A proper high pressure cylinder visual inspection course will be able to show a user/inspector what conditions are acceptable and what conditions could be a danger. The course also helps guide the user/inspector on what the next steps are to ensure safety. Each type of cylinder has unique characteristics which must be monitored to ensure its structural integrity.

Steel cylinders are common in most industries. They include storage, fire suppression, SCUBA diving and compressor systems. They are susceptible to moisture from their storage environment and need to be closely monitored for issues of corrosion. These cylinders are also commonly transported from location to location and have specific safety protocols; such as attaching caps during transportation and being properly secured during use.

Composite cylinders are light weight and handle greater pressures than their solid metal counterparts, but that does not mean that they can handle the same type of environment or abuses.
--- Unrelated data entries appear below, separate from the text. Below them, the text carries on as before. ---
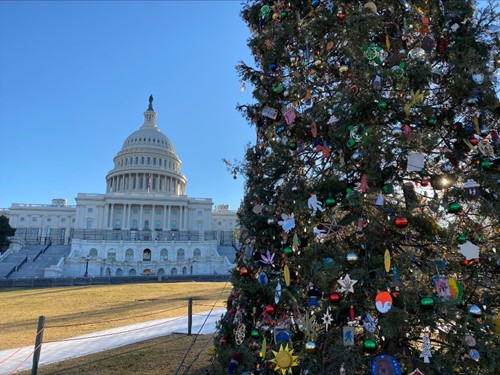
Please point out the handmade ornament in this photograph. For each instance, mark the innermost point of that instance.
(469, 250)
(383, 302)
(314, 204)
(347, 285)
(268, 258)
(327, 319)
(287, 222)
(426, 347)
(369, 323)
(284, 359)
(277, 293)
(415, 162)
(472, 190)
(270, 112)
(348, 336)
(385, 365)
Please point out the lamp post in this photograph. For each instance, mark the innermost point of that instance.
(86, 268)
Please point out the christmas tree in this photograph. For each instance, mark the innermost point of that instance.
(370, 222)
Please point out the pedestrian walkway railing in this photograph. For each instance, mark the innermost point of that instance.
(44, 327)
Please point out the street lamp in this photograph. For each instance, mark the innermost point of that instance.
(87, 268)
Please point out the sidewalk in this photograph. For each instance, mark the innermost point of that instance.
(103, 340)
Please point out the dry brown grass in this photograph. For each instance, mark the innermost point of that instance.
(73, 311)
(161, 356)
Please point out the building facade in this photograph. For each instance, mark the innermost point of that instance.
(143, 224)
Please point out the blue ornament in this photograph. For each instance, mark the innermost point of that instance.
(385, 365)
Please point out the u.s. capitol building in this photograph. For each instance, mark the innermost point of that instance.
(144, 224)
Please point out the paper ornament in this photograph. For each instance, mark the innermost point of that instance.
(327, 318)
(347, 284)
(469, 250)
(472, 189)
(415, 162)
(383, 302)
(288, 222)
(348, 336)
(314, 204)
(426, 347)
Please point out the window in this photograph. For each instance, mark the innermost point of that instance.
(111, 255)
(164, 254)
(180, 254)
(129, 255)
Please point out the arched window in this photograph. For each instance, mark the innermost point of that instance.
(180, 254)
(164, 254)
(129, 255)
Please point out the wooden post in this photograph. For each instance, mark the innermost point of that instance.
(190, 315)
(38, 344)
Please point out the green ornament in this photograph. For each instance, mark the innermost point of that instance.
(427, 302)
(388, 189)
(369, 345)
(454, 207)
(330, 201)
(486, 164)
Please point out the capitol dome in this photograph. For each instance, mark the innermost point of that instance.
(147, 162)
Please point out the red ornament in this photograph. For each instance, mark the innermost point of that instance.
(270, 309)
(401, 222)
(335, 297)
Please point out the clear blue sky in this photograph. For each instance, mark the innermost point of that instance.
(75, 77)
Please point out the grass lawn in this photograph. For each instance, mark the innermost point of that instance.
(73, 311)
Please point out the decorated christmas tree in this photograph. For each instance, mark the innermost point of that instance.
(370, 222)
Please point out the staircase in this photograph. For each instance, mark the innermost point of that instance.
(36, 262)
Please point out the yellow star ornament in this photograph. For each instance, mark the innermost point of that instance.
(284, 359)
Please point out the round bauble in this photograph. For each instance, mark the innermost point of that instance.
(335, 297)
(475, 311)
(369, 346)
(352, 258)
(427, 302)
(310, 346)
(401, 222)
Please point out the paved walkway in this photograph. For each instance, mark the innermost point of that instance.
(14, 360)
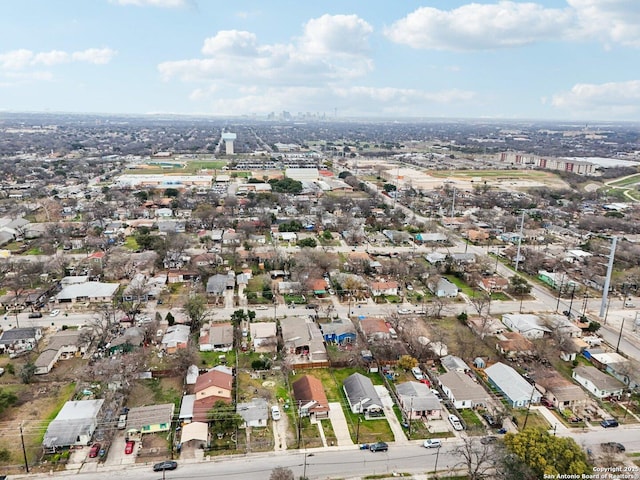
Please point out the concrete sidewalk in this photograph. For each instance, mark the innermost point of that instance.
(339, 424)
Users/inspectors must pay close attention to cuts and gouges, as even a small cut can render the cylinder condemnable. They also respond differently to impact damage, which might not be easy to detect without proper training. These cylinders also are highly susceptible to chemical exposure and a minor incident involving a chemical might condemn a composite cylinder.

Aluminum cylinders are common in the beverage, SCUBA and medical industries. Aluminum is softer than steel, but the walls on the aluminum cylinder are manufactured with a thicker dimension than steel or composite. Even with these thicker walls aluminum cylinders are prone to cuts and gouges which may render them unsafe to use. Some aluminum cylinders also require specific testing during a hydrostatic requalification and a closer inspection of the threads before continued use.

Cylinders are exposed to extreme conditions on a regular basis thus it is recommended that they are inspected more frequently than every five years. Some of these exposures may make a cylinder unsafe long before it is due for its next Hydrostatic requalification. A cylinder inspection course will train the user/inspector on the unique characteristics of each type of cylinder and how to recognize potential dangers before they become dangerous hazards.